Nokia change de vie mais pas de mauvaises habitudes. Pour sa première publication de résultats depuis l’annonce, fin 2013, du projet de cession de sa division de téléphones mobiles à Microsoft, le groupe finlandais a de nouveau déçu. Le cours de l'action a chuté de 10,66% à 5,11 euros.

D’une part, aucune indication n’a été donnée sur l’usage des 5,4 milliards d’euros que Nokia va percevoir de la vente de ses téléphones mobiles, et notamment sur une reprise possible du dividende, suspendu l'an dernier pour la première fois en 148 ans d'existence de la société. La direction a rappelé qu’elle se prononcerait sur cette question après le bouclage de l’opération avec Microsoft, attendu dans le courant du premier trimestre 2014. D’autre part, les résultats de la division d’équipements pour les opérateurs de télécoms, Nokia Solutions and Networks, le cœur du métier du groupe finlandais désormais, sont moins prometteurs qu’espéré.

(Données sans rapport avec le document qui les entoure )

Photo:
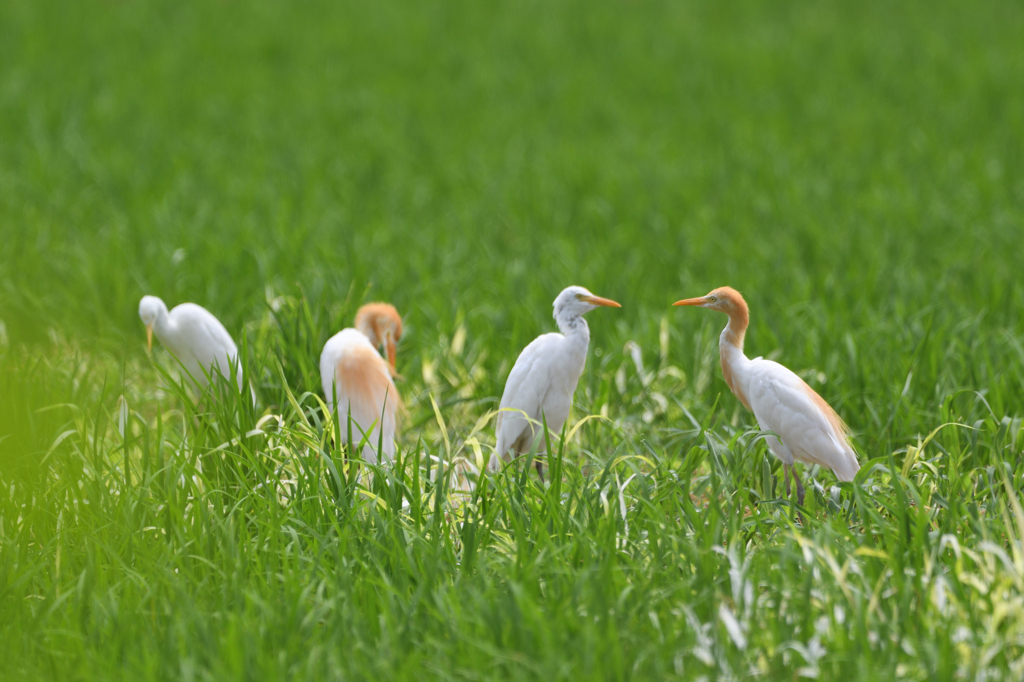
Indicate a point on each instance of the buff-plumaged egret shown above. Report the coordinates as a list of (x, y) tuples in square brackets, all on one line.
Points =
[(808, 429), (352, 371)]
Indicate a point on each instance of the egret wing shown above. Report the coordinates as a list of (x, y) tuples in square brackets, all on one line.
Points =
[(784, 403), (524, 391)]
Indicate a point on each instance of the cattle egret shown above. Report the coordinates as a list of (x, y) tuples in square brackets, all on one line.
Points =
[(545, 376), (196, 338), (352, 371), (781, 401)]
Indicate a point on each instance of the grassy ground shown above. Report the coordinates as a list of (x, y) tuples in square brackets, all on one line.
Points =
[(855, 168)]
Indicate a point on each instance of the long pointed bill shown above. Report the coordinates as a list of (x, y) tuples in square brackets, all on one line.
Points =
[(597, 300)]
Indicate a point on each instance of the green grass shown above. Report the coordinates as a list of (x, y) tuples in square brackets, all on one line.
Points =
[(855, 169)]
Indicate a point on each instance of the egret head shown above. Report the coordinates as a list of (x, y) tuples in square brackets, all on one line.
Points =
[(150, 309), (382, 325), (724, 299), (576, 301)]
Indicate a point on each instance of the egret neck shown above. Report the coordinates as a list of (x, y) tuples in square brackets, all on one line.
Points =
[(730, 348)]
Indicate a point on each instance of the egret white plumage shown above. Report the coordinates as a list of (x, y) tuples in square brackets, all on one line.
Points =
[(782, 402), (352, 370), (544, 378), (196, 338)]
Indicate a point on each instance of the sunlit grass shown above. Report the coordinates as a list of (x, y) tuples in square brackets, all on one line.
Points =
[(854, 169)]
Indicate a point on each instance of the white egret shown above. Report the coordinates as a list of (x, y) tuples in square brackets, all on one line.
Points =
[(541, 385), (196, 338), (352, 370), (782, 402)]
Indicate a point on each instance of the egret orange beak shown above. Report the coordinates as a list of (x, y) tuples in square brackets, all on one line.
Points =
[(597, 300)]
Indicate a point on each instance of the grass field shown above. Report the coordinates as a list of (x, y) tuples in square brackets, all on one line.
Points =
[(855, 168)]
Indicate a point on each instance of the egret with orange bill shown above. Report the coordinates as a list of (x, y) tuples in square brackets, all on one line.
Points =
[(544, 378), (808, 429)]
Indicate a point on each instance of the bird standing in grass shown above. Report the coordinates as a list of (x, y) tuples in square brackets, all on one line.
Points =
[(196, 338), (545, 376), (352, 371), (808, 429)]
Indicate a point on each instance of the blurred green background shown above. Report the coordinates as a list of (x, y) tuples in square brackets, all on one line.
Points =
[(855, 168)]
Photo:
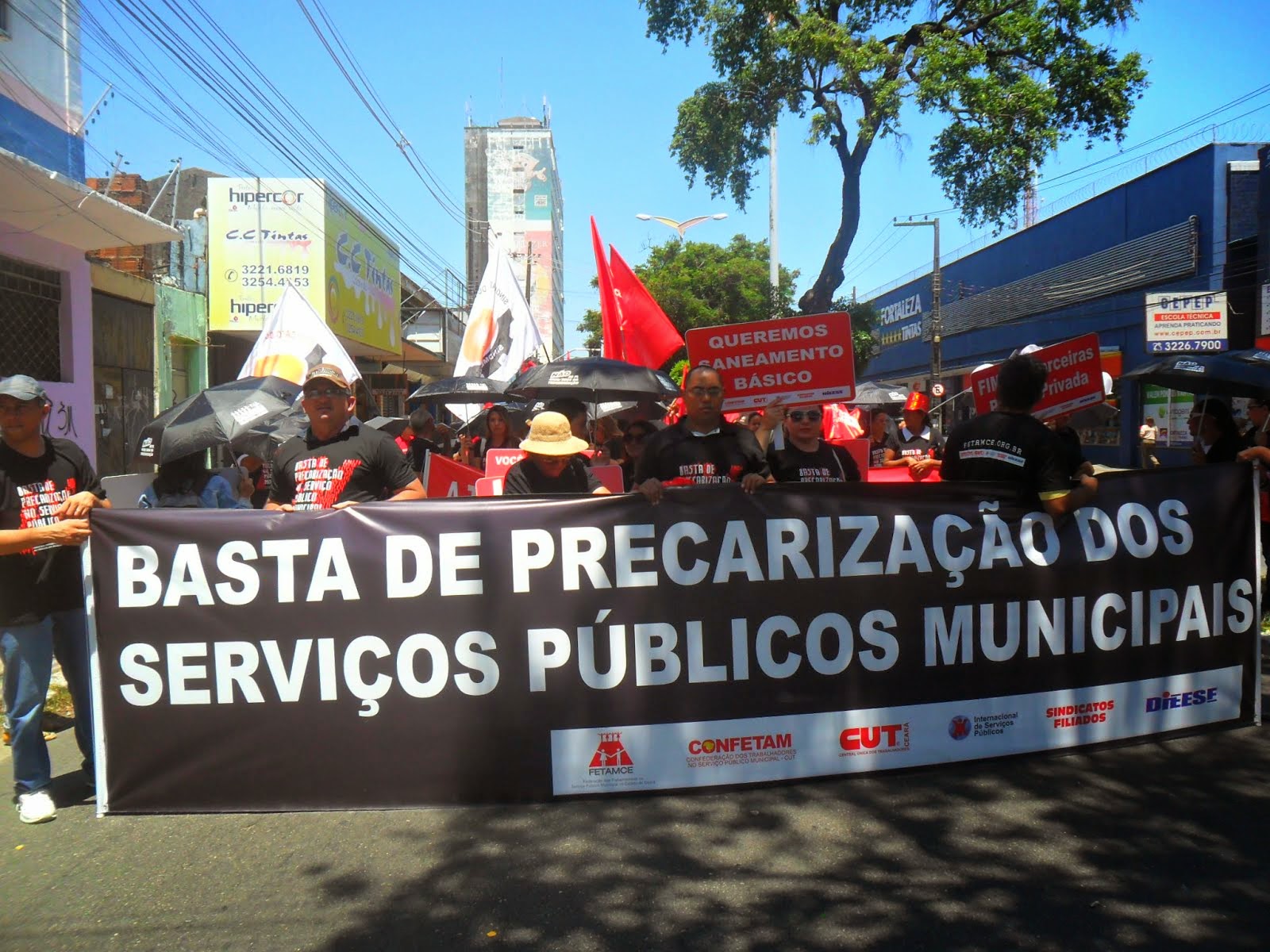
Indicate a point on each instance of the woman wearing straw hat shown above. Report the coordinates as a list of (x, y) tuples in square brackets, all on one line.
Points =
[(552, 463)]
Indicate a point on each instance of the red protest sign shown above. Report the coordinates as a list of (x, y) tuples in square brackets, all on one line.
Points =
[(803, 359), (444, 478), (1075, 378)]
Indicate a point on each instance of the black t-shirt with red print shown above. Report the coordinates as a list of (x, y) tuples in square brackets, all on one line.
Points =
[(357, 465), (677, 456), (48, 579)]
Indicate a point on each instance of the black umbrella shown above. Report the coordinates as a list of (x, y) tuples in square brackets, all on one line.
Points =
[(264, 438), (393, 425), (1227, 374), (592, 380), (467, 390), (869, 393), (215, 416)]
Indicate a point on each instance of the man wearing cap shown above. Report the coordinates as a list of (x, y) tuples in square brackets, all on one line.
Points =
[(702, 447), (1013, 446), (921, 446), (48, 488), (552, 463), (338, 463)]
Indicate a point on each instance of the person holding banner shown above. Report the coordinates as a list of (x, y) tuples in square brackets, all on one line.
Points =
[(337, 463), (48, 489), (702, 447), (921, 446), (806, 457), (1010, 444), (552, 463)]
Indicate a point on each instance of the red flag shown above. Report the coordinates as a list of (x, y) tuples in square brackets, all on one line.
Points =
[(648, 336), (610, 315)]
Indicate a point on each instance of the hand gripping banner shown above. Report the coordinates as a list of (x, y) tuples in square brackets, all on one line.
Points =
[(520, 649)]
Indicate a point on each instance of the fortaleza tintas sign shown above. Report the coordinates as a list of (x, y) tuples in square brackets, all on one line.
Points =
[(268, 234), (512, 649)]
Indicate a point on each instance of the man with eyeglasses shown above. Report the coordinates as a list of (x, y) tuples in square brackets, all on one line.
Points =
[(702, 448), (338, 463), (48, 489), (806, 457)]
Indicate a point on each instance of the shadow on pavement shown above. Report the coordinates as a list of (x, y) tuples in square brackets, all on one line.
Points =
[(1153, 846)]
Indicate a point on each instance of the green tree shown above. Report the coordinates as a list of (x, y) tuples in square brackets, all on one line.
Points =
[(702, 285), (1015, 78)]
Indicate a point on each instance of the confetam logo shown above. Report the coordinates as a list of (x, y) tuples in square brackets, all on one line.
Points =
[(728, 746), (1184, 698), (880, 739), (611, 757)]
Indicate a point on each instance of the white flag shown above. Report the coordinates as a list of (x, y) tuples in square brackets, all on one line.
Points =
[(294, 340), (501, 332)]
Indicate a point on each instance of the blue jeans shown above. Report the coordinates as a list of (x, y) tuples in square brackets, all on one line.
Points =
[(29, 662)]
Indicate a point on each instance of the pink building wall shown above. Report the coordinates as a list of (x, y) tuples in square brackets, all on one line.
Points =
[(73, 416)]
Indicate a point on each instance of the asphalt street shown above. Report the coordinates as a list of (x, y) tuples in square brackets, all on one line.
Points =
[(1159, 846)]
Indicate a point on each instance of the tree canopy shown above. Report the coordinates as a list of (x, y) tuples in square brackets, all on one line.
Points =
[(1015, 79), (702, 285)]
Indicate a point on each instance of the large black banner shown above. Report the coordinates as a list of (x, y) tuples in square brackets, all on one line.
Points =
[(507, 649)]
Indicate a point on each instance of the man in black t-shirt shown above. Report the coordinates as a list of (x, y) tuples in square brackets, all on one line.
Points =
[(48, 488), (806, 457), (921, 446), (1013, 446), (702, 447), (552, 463), (337, 463)]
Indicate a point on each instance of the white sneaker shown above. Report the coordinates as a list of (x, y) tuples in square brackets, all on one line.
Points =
[(36, 806)]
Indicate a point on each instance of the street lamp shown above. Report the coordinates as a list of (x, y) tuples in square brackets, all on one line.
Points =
[(681, 226), (937, 324)]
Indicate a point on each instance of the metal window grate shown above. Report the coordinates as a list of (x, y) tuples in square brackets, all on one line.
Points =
[(31, 304)]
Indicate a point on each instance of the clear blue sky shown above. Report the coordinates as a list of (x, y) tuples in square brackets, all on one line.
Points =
[(614, 95)]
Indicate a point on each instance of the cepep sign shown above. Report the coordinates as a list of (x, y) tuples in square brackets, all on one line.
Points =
[(804, 359), (1075, 378)]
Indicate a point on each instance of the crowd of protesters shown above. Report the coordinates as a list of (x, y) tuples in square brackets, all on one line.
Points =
[(48, 489)]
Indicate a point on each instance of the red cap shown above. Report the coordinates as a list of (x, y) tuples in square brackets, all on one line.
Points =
[(918, 401)]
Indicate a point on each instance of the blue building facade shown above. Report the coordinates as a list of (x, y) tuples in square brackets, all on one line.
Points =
[(1187, 226)]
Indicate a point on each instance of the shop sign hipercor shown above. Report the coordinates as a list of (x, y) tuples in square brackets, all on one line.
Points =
[(1187, 321), (1075, 378), (803, 359)]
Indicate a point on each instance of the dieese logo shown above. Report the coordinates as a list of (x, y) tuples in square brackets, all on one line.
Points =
[(879, 738), (611, 757), (1184, 698)]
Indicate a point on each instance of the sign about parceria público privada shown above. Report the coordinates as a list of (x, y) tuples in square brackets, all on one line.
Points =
[(1187, 321), (266, 235)]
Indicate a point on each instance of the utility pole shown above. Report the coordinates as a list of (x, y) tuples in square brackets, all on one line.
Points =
[(937, 324), (774, 258)]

Au quatrième trimestre, le chiffre d’affaires de NSN a chuté de 22% à 3,1 milliards d'euros et sa marge d’exploitation est revenue à 11,2% contre 14,4% un an plus tôt. La division est rentable depuis 2012 au prix de violentes restructurations, avec la suppression de 21.000 postes, soit plus d’un quart des effectifs de la société. Mais elle doit maintenant regagner des contrats et du chiffre d’affaires face à une concurrence renforcée de la part d’Ericsson, le numéro un mondial, et du chinois Huawei qui talonne NSN.

Le directeur général de NSN, Rajeev Suri, qui pourrait prendre la tête du nouveau groupe une fois la cession des téléphones mobiles entérinée, a indiqué que ce redressement devrait être facilité par le gain de récents contrats, auprès de l’américain Sprint ou de China Mobile. Cette recherche de croissance va peser sur la marge d’exploitation. Pour le premier trimestre 2014, NSN prévoit un taux d’environ 5%, avec une marge d’erreur élevée de plus ou moins quatre points. Pour l'ensemble de l'année, elle devrait s’établir entre 5% à 10%, soit, dans le meilleur des cas, guère mieux que les 9,7% dégagés en 2013.